Malgré les doutes et les atermoiements qui avaient prévalu sur sa volonté éventuelle de briguer un troisième mandat à la tête de la Côte d’Ivoire, Alassane Ouattara avait fini par déclarer en mars dernier son intention de «transférer le pouvoir à une jeune génération». Dans la foulée, son parti, le Rassemblement des houphouëtistes pour la démocratie et la paix (RHDP), désignait le Premier ministre Amadou Gon Coulibaly comme candidat du parti pour la présidentielle de 2020. La disparition prématurée de ce dernier redistribue les cartes d’une présidentielle ivoirienne qui s’annonce comme une équation à plusieurs inconnues.
Si la sortie quelque peu maladroite du directeur exécutif du RHDP, Adama Bictogo, rendant hommage à Gon Coulibaly, en déclarant que désormais «toutes les options sont sur la table, y compris une nouvelle candidature du président Ouattara » vise à rassurer les houphouetistes, il est désormais évident que le RHDP se trouve presque face à un choix cornélien. Les plus sceptiques par contre voient dans cette sortie d’Adama Bictogo, «une manœuvre» du RHDP pour préparer l’opinion publique ivoirienne à accepter une éventualité ou plutôt une décision de candidature du président sortant. Une ligne de conduite qui serait déjà discutée et entérinée par la coalition dirigée par Alassane Ouattara, qui plus est, avait déclaré qu’il se présenterait au cas où les «anciens présidents» seraient candidats, allusion faite à Henri Konan Bédié et à Laurent Gbagbo avant de trouver la parade du «transfert du pouvoir aux futures générations ». Qui pour remplacer Gon Coulibaly ?
Même si le nom du securocrate Hamed Bakayoko, ministre de la Défense, revient sans cesse, ce dernier devrait batailler pour s’imposer s’il venait à être retenu dans une grande famille Houphouetiste hétéroclite alors même queGon Coulibaly ne faisait pas l’unanimité absolue au sein du bureau politique ? Ouattara va-t-il imposer « Hambak » ou finalement se plier à la volonté des sirènes monarchistes du RHDP en briguant un troisième mandat pour «assurer ses arrières» ?

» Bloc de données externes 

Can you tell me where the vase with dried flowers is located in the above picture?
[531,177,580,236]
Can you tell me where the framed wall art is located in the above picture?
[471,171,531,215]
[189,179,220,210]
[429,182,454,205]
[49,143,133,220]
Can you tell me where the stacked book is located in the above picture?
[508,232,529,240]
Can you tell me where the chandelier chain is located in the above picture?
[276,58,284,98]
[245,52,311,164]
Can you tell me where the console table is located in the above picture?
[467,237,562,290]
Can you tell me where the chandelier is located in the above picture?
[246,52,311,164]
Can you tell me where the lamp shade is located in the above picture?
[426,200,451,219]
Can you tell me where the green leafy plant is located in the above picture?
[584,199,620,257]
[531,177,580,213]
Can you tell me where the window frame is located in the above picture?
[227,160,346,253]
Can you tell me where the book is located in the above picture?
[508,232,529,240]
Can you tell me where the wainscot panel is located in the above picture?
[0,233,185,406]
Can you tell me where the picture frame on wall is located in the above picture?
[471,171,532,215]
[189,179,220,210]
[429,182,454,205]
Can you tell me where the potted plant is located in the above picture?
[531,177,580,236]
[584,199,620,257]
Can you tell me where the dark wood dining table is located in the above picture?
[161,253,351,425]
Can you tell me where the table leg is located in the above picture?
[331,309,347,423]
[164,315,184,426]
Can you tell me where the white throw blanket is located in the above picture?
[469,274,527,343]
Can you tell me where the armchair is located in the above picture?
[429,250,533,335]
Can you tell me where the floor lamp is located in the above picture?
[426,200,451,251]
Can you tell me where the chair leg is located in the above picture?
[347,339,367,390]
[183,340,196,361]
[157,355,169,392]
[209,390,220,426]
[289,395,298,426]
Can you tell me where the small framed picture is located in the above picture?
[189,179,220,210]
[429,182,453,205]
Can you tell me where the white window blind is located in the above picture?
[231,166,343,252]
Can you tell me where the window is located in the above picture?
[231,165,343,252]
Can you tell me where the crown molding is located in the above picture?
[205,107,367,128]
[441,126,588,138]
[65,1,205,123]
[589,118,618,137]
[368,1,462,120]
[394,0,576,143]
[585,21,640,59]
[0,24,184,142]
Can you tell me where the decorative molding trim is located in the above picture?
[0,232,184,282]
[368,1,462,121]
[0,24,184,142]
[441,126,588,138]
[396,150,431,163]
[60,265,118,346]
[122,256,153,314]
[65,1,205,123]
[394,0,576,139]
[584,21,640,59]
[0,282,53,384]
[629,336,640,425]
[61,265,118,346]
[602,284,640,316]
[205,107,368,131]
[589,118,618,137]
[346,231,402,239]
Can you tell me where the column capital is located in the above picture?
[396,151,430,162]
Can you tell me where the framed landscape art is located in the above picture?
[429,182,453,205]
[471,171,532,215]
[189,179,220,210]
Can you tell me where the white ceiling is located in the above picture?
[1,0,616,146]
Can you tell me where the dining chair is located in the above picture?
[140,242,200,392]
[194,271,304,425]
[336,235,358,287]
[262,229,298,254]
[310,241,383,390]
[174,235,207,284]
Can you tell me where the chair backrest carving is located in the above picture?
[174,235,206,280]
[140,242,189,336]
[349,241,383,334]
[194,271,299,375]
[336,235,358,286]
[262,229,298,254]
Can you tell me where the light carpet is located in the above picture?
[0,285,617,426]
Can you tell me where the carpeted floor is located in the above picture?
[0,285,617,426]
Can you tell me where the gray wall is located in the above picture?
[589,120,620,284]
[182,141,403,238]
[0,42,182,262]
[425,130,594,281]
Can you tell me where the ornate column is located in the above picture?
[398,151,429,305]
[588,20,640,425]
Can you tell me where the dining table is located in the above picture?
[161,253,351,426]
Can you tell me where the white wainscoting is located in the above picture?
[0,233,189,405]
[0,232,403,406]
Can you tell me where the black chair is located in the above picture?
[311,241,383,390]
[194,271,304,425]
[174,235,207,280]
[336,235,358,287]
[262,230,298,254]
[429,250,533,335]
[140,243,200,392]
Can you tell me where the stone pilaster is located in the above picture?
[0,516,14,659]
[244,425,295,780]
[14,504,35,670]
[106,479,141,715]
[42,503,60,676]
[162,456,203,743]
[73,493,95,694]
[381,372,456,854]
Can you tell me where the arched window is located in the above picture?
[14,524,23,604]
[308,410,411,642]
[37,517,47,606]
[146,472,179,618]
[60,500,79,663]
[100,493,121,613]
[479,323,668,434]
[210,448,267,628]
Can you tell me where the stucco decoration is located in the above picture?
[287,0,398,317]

En tout état de cause, une incertitude grandissante plane sur l’avenir politique de la Côte d’Ivoire. À lire à travers les lignes, les hésitations du président sortant, il faut dire que la course à la présidentielle ivoirienne nourrie par les antagonismes et les adversités politiques qui ont jalonné l’histoire récente de la Côte d’Ivoire «ne permettrait pas» toute la lucidité nécessaire à Alassane Ouattara, plongé dans ses calculs politiques sur son avenir et celui de sa coalition, de raccrocher d’un revers de la main au bout de son second et dernier mandat constitutionnel pour passer à autre chose. Les candidatures annoncées, même si certaines sont hypothétiques suffisent déjà à faire monter la pression. Si au sein du RHDP, l’on se montre confiant quant à sa capacité à «conserver» le pouvoir, les frustrations et les «manœuvres» qui ont poussé vers la sortie des candidats déclarés de taille comme Guillaume Soro, du mouvement patriotique de Côte d’Ivoire, ancien président de l’assemblée nationale, ex-leader des Forces Nouvelles, poursuivi par la justice ivoirienne et exilé en France, l’ancien président Laurent Gbago, du FPI, acquitté par la CPI mais encore sous contrôle judiciaire en Belgique, pourrait éventuellement cristalliser la naissance d’une vaste coalition anti- RHDP qui servirait naturellement les intérêts de l’ancien président ivoirien, Henri Konan Bédié (86 ans), candidat du Parti Démocratique de Côte d’Ivoire (PDCI), seul poids lourd en lice. Avec ou sans Ouattara, le RHDP va devoir se montrer solide pour contenir les assauts de toutes parts.